John Crawford Update

[Content Note: Racism; guns; police brutality.]

Earlier this month, I wrote about John Crawford, the 22-year-old black man in Ohio who was killed by police in a Walmart after another customer called 911 to report a man waving an AR-15 semiautomatic rifle, even though Crawford was actually holding a BB/pellet rifle which is sold at the store. The original police account was this:
"The officers gave verbal commands to the subject to drop the weapon," [police chief Dennis Evers] said in a statement. "The subject … was shot after failing to comply with the officers' commands. The quick response of officers was instrumental in containing this situation and minimizing the risk to customers."
LeeCee Johnson, who was on the phone with Crawford at the time, said she heard "the police start shooting, and they said 'Get on the ground,' but he was already on the ground because they had shot him."

So, right from the start, there was a conflicting account with what the police were claiming.

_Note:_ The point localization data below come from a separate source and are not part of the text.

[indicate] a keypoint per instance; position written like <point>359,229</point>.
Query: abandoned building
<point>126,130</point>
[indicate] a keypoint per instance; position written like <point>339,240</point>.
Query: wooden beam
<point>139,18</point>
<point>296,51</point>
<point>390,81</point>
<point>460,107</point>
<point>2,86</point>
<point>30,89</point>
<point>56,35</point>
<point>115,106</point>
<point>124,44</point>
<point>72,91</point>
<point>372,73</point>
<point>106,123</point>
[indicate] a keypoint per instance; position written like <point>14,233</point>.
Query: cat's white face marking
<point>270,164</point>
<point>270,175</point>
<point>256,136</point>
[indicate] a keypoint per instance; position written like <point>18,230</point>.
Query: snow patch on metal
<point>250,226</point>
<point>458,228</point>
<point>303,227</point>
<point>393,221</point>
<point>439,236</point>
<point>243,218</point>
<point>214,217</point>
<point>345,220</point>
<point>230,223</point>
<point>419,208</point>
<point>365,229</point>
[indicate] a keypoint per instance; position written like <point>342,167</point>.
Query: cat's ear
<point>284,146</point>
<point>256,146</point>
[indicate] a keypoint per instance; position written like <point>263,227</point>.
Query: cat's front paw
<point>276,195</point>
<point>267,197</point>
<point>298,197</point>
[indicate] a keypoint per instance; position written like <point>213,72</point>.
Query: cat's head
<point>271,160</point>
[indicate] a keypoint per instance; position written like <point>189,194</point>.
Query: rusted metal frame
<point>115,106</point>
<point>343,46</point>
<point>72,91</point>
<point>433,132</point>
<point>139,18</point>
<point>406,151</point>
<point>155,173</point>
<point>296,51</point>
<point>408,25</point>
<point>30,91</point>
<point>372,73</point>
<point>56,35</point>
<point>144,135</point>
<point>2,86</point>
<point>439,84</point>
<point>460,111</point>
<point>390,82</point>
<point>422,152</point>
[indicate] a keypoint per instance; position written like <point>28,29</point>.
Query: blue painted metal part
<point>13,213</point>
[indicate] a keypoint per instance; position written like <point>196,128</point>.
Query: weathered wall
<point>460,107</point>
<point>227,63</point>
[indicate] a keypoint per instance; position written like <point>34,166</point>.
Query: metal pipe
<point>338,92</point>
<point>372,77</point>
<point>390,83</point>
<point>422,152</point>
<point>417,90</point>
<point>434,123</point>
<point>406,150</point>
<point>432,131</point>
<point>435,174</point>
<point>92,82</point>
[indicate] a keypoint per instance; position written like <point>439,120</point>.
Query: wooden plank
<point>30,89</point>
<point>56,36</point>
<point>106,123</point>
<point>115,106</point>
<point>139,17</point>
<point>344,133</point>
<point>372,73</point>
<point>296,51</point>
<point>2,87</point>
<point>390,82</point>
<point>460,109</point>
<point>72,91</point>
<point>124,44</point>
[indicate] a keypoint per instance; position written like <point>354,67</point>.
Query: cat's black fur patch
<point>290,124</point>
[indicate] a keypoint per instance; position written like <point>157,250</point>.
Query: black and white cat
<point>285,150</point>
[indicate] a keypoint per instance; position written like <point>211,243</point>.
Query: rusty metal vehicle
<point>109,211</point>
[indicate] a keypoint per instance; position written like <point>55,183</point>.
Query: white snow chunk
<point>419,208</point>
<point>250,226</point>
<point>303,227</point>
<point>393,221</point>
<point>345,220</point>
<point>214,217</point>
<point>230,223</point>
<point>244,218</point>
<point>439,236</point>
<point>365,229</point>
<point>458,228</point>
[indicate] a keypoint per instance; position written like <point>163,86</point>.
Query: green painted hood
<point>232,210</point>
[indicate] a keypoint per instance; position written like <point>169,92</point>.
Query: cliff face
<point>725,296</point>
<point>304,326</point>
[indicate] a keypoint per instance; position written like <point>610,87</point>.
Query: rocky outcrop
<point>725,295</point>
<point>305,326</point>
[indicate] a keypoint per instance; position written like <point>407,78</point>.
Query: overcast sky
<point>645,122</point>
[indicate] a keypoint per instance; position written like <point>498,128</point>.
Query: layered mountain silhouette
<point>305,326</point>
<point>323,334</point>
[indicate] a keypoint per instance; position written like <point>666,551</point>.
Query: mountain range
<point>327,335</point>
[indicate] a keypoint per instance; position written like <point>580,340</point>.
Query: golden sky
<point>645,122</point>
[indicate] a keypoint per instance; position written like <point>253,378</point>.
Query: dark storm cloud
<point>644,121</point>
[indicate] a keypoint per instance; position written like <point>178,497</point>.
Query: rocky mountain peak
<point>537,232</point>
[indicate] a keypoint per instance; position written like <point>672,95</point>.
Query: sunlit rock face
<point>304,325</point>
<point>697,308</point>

Now, Michael Wright, the attorney for Crawford's family, says that surveillance video from the incident, made available to Wright and Crawford's family for viewing by the Ohio's attorney general, also contradicts the police account.
"John was doing nothing wrong in Walmart, nothing more, nothing less than shopping," Wright said.

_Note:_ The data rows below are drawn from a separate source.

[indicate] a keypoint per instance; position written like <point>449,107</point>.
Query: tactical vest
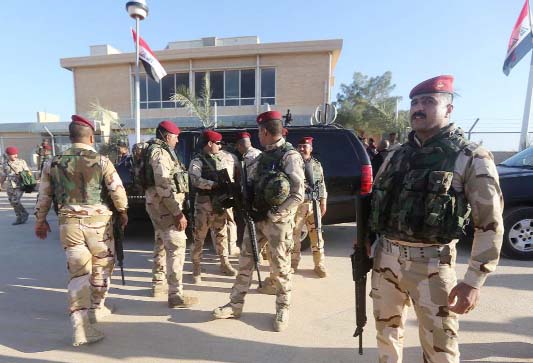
<point>413,199</point>
<point>272,183</point>
<point>77,178</point>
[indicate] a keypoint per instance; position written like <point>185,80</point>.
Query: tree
<point>367,106</point>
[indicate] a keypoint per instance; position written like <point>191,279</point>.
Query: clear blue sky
<point>414,40</point>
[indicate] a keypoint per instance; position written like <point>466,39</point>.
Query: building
<point>244,74</point>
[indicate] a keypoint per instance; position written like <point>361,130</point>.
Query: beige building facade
<point>245,75</point>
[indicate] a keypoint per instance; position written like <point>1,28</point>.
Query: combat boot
<point>226,268</point>
<point>159,290</point>
<point>196,273</point>
<point>226,312</point>
<point>99,314</point>
<point>178,301</point>
<point>83,331</point>
<point>281,320</point>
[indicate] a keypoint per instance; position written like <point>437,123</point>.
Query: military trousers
<point>14,195</point>
<point>206,218</point>
<point>425,283</point>
<point>279,238</point>
<point>305,216</point>
<point>90,251</point>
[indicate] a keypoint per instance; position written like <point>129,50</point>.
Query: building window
<point>268,86</point>
<point>157,95</point>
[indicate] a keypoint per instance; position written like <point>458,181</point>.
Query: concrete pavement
<point>35,326</point>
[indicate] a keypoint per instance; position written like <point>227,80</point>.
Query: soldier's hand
<point>181,222</point>
<point>463,298</point>
<point>42,229</point>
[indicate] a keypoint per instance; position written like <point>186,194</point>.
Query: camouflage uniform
<point>10,171</point>
<point>276,229</point>
<point>305,216</point>
<point>207,214</point>
<point>163,203</point>
<point>409,269</point>
<point>81,182</point>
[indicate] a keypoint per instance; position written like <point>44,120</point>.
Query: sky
<point>414,39</point>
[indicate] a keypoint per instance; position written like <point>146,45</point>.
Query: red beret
<point>213,136</point>
<point>243,135</point>
<point>12,150</point>
<point>440,84</point>
<point>269,115</point>
<point>79,120</point>
<point>308,140</point>
<point>170,127</point>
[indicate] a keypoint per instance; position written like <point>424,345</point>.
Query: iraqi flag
<point>521,40</point>
<point>151,65</point>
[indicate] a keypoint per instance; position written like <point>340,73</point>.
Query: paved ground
<point>34,326</point>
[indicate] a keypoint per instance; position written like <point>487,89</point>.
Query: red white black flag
<point>151,65</point>
<point>521,40</point>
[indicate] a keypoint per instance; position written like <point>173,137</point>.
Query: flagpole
<point>527,107</point>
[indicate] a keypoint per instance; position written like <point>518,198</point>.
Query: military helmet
<point>276,188</point>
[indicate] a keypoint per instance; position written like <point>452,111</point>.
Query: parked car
<point>516,181</point>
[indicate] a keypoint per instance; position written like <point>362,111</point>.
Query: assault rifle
<point>235,198</point>
<point>361,264</point>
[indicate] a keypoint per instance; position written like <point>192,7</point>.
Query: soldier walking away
<point>209,211</point>
<point>11,181</point>
<point>278,187</point>
<point>83,184</point>
<point>305,214</point>
<point>423,196</point>
<point>166,188</point>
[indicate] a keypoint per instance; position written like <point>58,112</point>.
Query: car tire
<point>518,235</point>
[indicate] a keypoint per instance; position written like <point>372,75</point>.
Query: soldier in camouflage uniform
<point>167,185</point>
<point>278,188</point>
<point>208,210</point>
<point>423,195</point>
<point>10,179</point>
<point>83,185</point>
<point>305,214</point>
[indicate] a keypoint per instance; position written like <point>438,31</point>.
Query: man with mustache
<point>424,194</point>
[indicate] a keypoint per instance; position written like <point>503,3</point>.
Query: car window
<point>523,158</point>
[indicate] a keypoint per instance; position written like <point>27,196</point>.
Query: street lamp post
<point>138,10</point>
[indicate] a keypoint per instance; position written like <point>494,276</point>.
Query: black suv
<point>516,181</point>
<point>342,155</point>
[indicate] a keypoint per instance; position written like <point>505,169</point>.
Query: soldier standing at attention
<point>278,187</point>
<point>167,183</point>
<point>305,215</point>
<point>83,184</point>
<point>423,195</point>
<point>208,211</point>
<point>10,179</point>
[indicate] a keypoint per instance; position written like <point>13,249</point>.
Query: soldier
<point>10,179</point>
<point>83,184</point>
<point>305,215</point>
<point>208,209</point>
<point>167,184</point>
<point>422,198</point>
<point>278,186</point>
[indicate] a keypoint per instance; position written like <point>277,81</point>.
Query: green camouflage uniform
<point>207,215</point>
<point>82,183</point>
<point>276,229</point>
<point>10,171</point>
<point>163,203</point>
<point>412,270</point>
<point>305,216</point>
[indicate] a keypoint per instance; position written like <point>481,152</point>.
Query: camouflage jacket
<point>9,173</point>
<point>475,175</point>
<point>318,175</point>
<point>112,183</point>
<point>164,192</point>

The attorney said surveillance video showed Crawford facing away from officers, talking on the phone, and leaning on the pellet gun like a cane when he was "shot on sight" in a "militaristic" response by police.

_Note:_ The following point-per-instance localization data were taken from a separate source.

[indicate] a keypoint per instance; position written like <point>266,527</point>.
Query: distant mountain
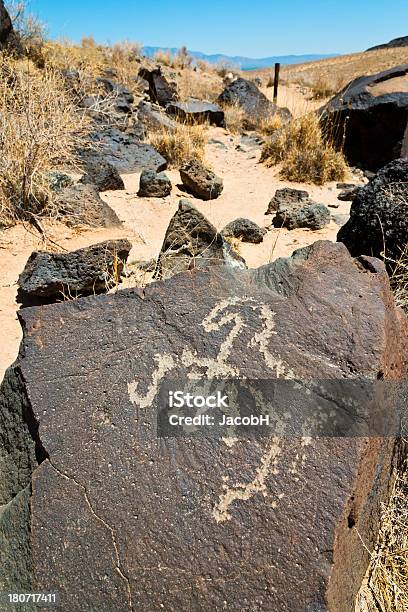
<point>244,63</point>
<point>395,42</point>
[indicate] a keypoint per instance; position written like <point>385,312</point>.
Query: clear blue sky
<point>253,28</point>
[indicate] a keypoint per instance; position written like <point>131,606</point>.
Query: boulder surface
<point>47,277</point>
<point>191,241</point>
<point>379,215</point>
<point>115,518</point>
<point>370,117</point>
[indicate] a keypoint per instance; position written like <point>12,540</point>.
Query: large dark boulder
<point>124,151</point>
<point>245,230</point>
<point>104,176</point>
<point>200,181</point>
<point>255,104</point>
<point>378,221</point>
<point>82,205</point>
<point>191,241</point>
<point>49,277</point>
<point>368,118</point>
<point>402,41</point>
<point>196,111</point>
<point>161,90</point>
<point>116,518</point>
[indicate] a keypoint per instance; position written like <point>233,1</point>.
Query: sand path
<point>248,187</point>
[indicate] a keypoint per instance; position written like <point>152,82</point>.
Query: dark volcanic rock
<point>379,215</point>
<point>309,214</point>
<point>370,115</point>
<point>160,90</point>
<point>154,118</point>
<point>82,205</point>
<point>47,277</point>
<point>402,41</point>
<point>120,519</point>
<point>197,111</point>
<point>286,197</point>
<point>245,229</point>
<point>294,208</point>
<point>256,105</point>
<point>154,185</point>
<point>191,241</point>
<point>200,181</point>
<point>104,176</point>
<point>124,151</point>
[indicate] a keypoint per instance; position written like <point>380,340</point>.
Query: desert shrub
<point>305,155</point>
<point>234,118</point>
<point>387,584</point>
<point>180,144</point>
<point>40,128</point>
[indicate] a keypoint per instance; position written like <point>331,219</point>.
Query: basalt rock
<point>197,111</point>
<point>191,241</point>
<point>47,277</point>
<point>200,181</point>
<point>245,230</point>
<point>124,151</point>
<point>161,90</point>
<point>370,115</point>
<point>154,185</point>
<point>254,103</point>
<point>379,215</point>
<point>104,176</point>
<point>118,518</point>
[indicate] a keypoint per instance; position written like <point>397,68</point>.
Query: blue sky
<point>253,28</point>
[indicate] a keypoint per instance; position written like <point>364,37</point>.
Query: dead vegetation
<point>180,144</point>
<point>40,128</point>
<point>304,153</point>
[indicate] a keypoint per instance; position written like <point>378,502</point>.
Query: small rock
<point>154,185</point>
<point>307,214</point>
<point>286,196</point>
<point>104,176</point>
<point>197,111</point>
<point>191,241</point>
<point>48,277</point>
<point>201,181</point>
<point>244,229</point>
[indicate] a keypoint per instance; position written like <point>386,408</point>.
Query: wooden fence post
<point>276,83</point>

...He said the video suggests Crawford probably did not see or hear officers as they arrived.
Although an investigation by a special prosecutor is underway, the police officers are not under arrest, and one of the officers involved is already back on duty.

And, just like in Ferguson, "evidence" is being released piecemeal to the public, in a way that favors police:
Wright said the family objected to the piecemeal release of evidence, such as dispatch audio and video on the day of the shooting, was biased toward the police.

"Everything released is one-sided," Wright said. "There is nothing favorable to John Crawford. You can't show different pieces, show it all, don't trickle pieces to gain favor of the public."
Meanwhile, Ohio Attorney General Mike DeWine says the surveillance video will not be released to the public, "to avoid tainting the jury pool." Without, of course, a trace of irony that withholding it taints the jury pool, too, but in a way that facilitates the posthumous criminalization of another black man killed by police.